Traveling Companion: None
Vehicle: My 2009 Toyota Rav-4
The northern terminus of I-35 is on the northern side of Duluth. From there, Highway 61* takes you up the North Shore, following the Lake Superior coast all the way to Grand Portage and the Canadian border. At first, it is full of interesting looking homes on the coast. Around the turn of the 20th Century, Duluth had more millionaires per capita than any city in the world due to its bustling port shipping coal, iron ore, and grain to the world. The upper crust must have enjoyed mainy a cool summer evening on the lakeshore manors.
Beyond this, the state parks begin to take over. About every five to ten miles, a river tumbles from the mountains a few miles to the west into Lake Superior. Most of them have some spectacular waterfalls that have carved their ways through some shear walled canyons.
There may be a little bit of Canada in this.
Devil's Kettle Falls in Judge C.R. Magney State Park.
The Brule River splits and half of it falls over the cliff and continues down the river. The other half
plunges into a pothole never to be seen again. It is assumed it goes underground to Lake Superior.
The city of Grand Marais is sort of an artist community and county seat and only real town as far as
I can tell in Cook County. I stopped by their little harbor to commune with the lowness of Lake Superior.
I also had a fantastic walleye sandwich before heading to Temperance River State Park to pitch my tent and
settle down for the night.
I camped about 20 feet from a cliff above Lake Superior and let the sound of the crashing waves help me to
sleep. I woke to see the sun rise out of Lake Superior, and then I went about 100 feet down the coast to find that
the upper and lower campgrounds were split by this:
A short hike upstream leads to some fascinating hidden falls.
These gorges are formed when the grit and sand swirling in the water drill wholes in the rock at the
bottom of the river. Eventually they get big enough that the walls between them collapse. You can see
this in the curved spots in the walls of the gorge.
And I was there early enough so that I had them all to myself.
Eventually you get to edge of Whale Lake and get a glimpse of Eagle Mountain.
At the top, there's a large plaque beside the small marker.

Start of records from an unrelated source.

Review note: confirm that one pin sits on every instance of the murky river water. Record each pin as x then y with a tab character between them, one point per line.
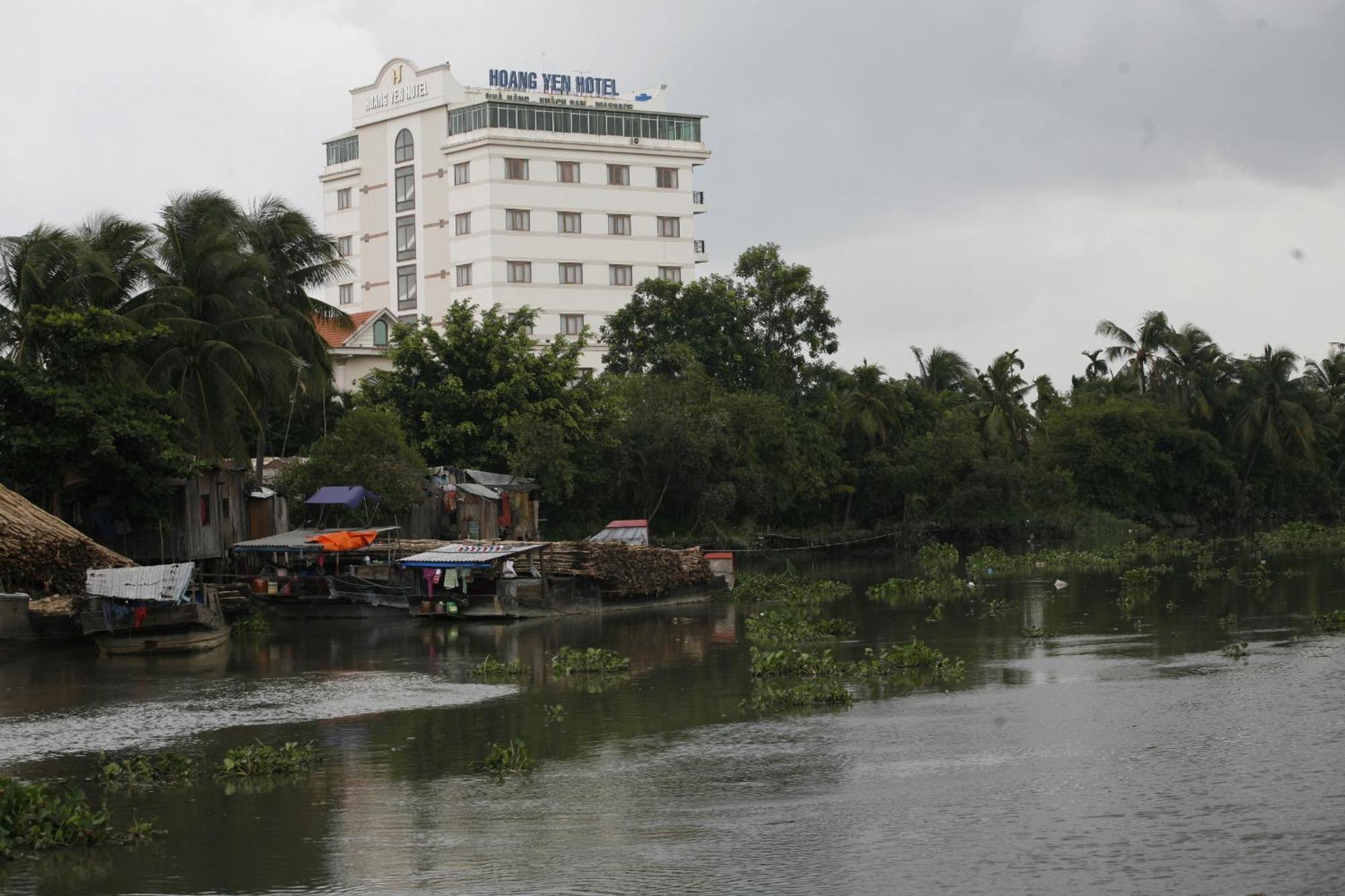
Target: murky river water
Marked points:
1109	760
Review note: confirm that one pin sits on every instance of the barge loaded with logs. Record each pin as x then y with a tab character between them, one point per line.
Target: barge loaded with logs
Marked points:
475	580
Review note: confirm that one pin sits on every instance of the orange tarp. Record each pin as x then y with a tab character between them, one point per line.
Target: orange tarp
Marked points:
345	540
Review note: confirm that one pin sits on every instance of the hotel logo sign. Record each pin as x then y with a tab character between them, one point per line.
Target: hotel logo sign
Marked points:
399	95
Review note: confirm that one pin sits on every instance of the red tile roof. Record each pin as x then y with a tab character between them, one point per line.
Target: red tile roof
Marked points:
336	333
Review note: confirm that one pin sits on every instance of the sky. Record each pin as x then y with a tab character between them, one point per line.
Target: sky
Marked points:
977	174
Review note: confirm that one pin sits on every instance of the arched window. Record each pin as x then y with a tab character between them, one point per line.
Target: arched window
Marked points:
404	150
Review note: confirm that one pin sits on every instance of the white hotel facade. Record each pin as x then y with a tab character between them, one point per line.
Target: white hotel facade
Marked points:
537	196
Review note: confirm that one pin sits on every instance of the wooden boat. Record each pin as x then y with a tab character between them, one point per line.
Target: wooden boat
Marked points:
163	628
153	610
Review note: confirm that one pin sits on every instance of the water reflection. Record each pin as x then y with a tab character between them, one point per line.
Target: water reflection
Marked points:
1104	759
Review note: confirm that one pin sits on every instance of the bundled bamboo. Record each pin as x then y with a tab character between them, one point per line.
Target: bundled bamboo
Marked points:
41	551
633	569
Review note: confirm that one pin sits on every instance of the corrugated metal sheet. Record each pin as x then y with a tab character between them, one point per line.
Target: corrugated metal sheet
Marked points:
463	555
298	540
166	583
502	481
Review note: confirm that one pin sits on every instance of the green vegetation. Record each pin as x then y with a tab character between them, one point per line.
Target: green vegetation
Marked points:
263	759
38	817
509	759
570	661
1332	623
794	627
492	667
767	696
898	591
786	588
142	770
937	559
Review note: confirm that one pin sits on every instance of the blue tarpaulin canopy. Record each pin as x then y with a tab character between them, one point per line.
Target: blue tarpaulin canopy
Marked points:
348	495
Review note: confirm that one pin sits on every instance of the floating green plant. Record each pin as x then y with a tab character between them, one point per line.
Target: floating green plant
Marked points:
570	661
794	627
938	559
142	771
492	667
810	693
38	817
263	759
509	759
1332	622
787	587
896	591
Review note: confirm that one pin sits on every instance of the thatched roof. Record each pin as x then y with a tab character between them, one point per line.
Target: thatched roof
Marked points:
41	551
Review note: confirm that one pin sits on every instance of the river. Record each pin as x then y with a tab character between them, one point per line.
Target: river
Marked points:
1112	759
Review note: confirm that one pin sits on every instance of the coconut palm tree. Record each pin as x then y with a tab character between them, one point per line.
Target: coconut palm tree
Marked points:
38	271
871	403
1274	409
1005	420
297	260
944	370
1140	350
208	294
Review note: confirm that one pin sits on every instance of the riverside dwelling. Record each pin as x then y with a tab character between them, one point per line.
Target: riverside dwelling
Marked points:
547	190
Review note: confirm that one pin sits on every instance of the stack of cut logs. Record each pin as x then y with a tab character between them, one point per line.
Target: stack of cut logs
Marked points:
40	551
631	569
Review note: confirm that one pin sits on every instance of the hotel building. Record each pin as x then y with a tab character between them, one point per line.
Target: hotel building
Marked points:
549	192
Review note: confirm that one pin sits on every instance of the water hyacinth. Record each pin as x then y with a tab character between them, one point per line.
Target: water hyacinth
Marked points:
570	661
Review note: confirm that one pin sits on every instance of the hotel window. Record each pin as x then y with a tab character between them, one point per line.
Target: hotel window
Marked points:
406	287
572	325
406	189
404	149
407	239
570	222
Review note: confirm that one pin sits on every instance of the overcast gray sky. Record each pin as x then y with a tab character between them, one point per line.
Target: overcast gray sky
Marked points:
984	175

Also at the top were four high school kids from Cloquet who got extra credit from their physics teacher
for climbing Eagle Mountain, but their pencil stick-figure sketch of their friend Maria, who had to back out
at the last moment, probably wouldn't get her the credit. One of them thought I looked like their physics
teacher, but the other three did not agree.
There's no view at the actual summit, but nearby is a very nice view of the forest in their fading fall
colors and lakes left by the retreating glaciers.
On the way back to Minneapolis, I stopped by the Split Rock Lighthouse State Park for another visit to
the state's lowest point.
Then I stopped in Cloquet to see the sun set over the R.W. Lindholm Service Station, only gas station
designed by Frank Lloyd Wright. It was originally designed as part of his Broadacre City concept.
It was a pretty fun fall Minnesota weekend.
*--US-61 used to extend up through Duluth all the way to Grand Portage and the Canadian border. However for reasons that I have not yet figured out, in 1991, it was terminanted at Wyoming, MN, northeast of St. Paul, with the 200 miles to the north relabeled as MN-61. I would to revisit Highway 61.